Hello, this is an ongoing personal learning series on Large Language Models (LLMs) and automated reverse engineering. In a previous blog post, I described a type of complexity attack against LLMs. I am using "attack" in the practical reverse-engineering sense: intentionally increasing the amount of interdependent code and state the model has to reason about. My hypothesis is that increasing the number of interdependent round functions increases the chance that a model will make a small but fatal translation error, even when it identifies the correct high-level algorithm. Here is an excerpt from that blog post that describes the methodology I'm using.

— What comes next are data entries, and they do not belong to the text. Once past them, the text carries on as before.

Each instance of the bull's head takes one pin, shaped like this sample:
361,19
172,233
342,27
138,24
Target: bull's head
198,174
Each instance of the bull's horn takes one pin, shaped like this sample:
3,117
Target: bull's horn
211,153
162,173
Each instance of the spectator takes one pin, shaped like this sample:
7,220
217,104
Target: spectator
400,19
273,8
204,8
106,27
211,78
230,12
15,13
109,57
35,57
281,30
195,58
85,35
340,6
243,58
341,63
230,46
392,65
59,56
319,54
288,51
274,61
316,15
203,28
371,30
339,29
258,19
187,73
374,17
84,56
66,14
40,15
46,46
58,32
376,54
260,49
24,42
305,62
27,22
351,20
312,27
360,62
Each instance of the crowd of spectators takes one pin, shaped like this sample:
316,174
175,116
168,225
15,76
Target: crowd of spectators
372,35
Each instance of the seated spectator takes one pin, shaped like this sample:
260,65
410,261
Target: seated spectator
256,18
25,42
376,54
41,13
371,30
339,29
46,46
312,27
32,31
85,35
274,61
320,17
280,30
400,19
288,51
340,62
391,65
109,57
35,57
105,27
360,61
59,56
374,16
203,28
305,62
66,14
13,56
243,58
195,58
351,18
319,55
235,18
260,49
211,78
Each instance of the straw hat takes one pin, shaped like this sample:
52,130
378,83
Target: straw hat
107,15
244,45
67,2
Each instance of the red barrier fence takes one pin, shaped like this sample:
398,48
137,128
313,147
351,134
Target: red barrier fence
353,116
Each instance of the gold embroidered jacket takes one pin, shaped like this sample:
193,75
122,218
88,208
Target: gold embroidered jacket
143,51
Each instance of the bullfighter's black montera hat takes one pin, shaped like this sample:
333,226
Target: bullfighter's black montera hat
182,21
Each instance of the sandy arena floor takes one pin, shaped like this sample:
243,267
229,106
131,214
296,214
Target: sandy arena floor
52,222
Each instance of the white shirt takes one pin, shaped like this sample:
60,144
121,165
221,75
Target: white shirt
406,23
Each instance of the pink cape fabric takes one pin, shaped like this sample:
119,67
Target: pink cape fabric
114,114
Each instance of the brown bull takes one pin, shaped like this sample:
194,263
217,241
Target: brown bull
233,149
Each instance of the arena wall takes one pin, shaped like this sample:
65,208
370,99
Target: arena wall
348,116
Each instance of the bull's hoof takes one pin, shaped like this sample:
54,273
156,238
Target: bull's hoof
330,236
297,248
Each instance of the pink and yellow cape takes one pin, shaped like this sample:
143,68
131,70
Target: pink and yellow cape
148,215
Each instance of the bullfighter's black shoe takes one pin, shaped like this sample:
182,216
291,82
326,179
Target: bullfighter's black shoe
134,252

The complexity attack increases computational complexity by generating binaries with a large number of interdependent functions. Instead of hiding the logic, the goal is to make the amount of state and code too large for practical static reasoning. The executable contains a toy XOR cipher with a keystream derived from a set of N functions, where N is the number of generated rounds. A Python script generates C source code with an embedded encrypted string and decryption loop. GCC is then used to compile the C source into an executable. At runtime, the decrypted string is printed to the console. To make this concrete, we can walk through generating the code and compiling it.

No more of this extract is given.